LAM/MPI logo

LAM/MPI General User's Mailing List Archives

  |   Home   |   Download   |   Documentation   |   FAQ   |   all just in this list

From: Jeff Squyres (jsquyres_at_[hidden])
Date: 2004-06-22 22:53:30


I seem to recall posting the details of this kind of stuff to the list
before -- have you searched the list archives?

Without diving into the details (they are sordid, twisted, and
complicated), note that MPI_Send is *allowed* to block, but it doesn't
always *have to block*. It is alwasys safest to assume that MPI_Send
*will* block. Indeed, Example 3.9 in MPI-1 (p33) gives a good example of
an unsafe program and cites the fact that if you replace all standard
sends with synchronous sends, a "safe" program will not deadlock.

You may want to look for situations like that in your code.
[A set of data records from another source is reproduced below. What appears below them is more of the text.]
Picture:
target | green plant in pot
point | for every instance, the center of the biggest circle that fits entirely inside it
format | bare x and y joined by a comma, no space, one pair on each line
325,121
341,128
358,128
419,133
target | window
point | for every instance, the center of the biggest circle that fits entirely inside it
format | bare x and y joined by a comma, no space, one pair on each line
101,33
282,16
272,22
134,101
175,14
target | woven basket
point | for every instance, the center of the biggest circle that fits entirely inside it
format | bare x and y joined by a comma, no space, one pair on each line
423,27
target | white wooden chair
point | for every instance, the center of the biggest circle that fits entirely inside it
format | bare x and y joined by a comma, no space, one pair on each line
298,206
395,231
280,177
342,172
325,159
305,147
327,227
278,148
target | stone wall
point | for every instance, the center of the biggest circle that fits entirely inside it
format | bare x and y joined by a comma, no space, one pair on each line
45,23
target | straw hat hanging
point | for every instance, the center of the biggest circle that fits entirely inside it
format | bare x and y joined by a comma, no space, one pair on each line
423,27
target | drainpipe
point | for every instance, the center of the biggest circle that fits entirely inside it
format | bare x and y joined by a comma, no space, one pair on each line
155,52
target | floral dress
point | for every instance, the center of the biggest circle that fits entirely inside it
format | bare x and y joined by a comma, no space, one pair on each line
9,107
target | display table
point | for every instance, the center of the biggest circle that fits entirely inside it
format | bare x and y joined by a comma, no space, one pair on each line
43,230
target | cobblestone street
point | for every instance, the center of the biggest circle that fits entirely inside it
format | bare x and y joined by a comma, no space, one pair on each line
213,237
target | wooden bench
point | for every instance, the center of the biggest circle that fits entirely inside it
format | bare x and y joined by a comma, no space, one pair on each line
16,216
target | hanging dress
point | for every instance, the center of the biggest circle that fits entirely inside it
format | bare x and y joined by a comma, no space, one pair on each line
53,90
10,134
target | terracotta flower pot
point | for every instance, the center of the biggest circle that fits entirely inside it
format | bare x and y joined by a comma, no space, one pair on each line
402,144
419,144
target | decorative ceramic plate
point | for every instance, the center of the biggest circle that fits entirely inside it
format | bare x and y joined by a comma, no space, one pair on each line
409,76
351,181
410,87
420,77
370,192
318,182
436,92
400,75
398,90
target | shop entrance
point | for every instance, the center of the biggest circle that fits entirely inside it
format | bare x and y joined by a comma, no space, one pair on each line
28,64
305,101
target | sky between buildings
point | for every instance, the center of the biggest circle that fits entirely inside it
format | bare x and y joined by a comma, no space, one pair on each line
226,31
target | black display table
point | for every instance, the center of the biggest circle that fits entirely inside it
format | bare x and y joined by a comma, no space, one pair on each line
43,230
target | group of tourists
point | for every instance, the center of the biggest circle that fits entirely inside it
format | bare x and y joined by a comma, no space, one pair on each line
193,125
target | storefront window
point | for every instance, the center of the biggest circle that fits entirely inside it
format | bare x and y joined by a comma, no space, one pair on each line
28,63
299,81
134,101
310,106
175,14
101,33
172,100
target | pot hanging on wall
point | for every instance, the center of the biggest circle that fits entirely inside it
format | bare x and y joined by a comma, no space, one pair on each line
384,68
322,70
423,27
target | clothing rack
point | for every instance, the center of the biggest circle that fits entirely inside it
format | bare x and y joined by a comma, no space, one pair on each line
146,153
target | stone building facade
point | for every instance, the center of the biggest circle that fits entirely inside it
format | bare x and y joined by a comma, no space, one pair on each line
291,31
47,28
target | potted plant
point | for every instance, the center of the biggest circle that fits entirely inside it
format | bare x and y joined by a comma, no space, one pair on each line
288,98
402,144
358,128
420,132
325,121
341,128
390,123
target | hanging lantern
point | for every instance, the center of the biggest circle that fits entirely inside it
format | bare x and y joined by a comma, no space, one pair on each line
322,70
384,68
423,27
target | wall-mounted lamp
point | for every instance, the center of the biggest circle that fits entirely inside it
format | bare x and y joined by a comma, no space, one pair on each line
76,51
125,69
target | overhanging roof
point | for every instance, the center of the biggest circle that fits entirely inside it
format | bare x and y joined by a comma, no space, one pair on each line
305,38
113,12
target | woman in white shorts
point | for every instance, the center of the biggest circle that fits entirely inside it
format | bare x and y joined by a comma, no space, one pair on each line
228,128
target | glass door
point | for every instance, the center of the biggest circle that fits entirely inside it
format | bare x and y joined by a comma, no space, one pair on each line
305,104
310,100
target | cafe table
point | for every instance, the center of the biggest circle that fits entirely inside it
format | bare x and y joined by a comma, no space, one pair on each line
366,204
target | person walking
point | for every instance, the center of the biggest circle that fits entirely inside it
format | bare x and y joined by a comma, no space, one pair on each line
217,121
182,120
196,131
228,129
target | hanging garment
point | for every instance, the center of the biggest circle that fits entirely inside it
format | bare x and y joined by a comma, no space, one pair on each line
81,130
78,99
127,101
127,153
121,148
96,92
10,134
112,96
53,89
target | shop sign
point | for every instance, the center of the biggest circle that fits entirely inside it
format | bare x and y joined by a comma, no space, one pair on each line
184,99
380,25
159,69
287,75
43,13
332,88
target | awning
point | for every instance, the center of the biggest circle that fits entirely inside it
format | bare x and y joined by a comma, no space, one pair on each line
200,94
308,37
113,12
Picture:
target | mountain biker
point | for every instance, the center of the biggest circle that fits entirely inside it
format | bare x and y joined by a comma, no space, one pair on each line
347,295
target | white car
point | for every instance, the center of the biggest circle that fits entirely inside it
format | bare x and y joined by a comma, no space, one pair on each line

If you have
similar situations, you may wish to consider using non-blocking MPI
communication.

On Tue, 22 Jun 2004, Thomas Lavergne wrote:

> Dear all,
> I am running into an odd behaviour of my code which, from time to time, hangs
> on communication. It does so only when several processes are launched by
> mpirun on each node (we have bi-procs, here so I try to use them with cpu=2
> in the hosts_list). In order to reproduce/locate/understand this behaviour, I
> would like to access info concerning the LAM implementation of MPI_Send
> blocking communication scheme. Particularly, I would like to know how does
> LAM react as many MPI_Send's (with possibly large messages) are call without
> any MPI_Recv to gather them. For example, are there several reactions,
> depending on the amount and size of previously buffered messages?
> I have seen the FAQ and documentation pages but could only find that: "The
> LAM Team [...] will more than likely only be able to direct you to relevant
> parts of the LAM source code." So... where should I start, please?
>
> Many thanks
> Thomas
>
>
> _______________________________________________
> This list is archived at http://www.lam-mpi.org/MailArchives/lam/
>

-- 
{+} Jeff Squyres
{+} jsquyres_at_[hidden]
{+} http://www.lam-mpi.org/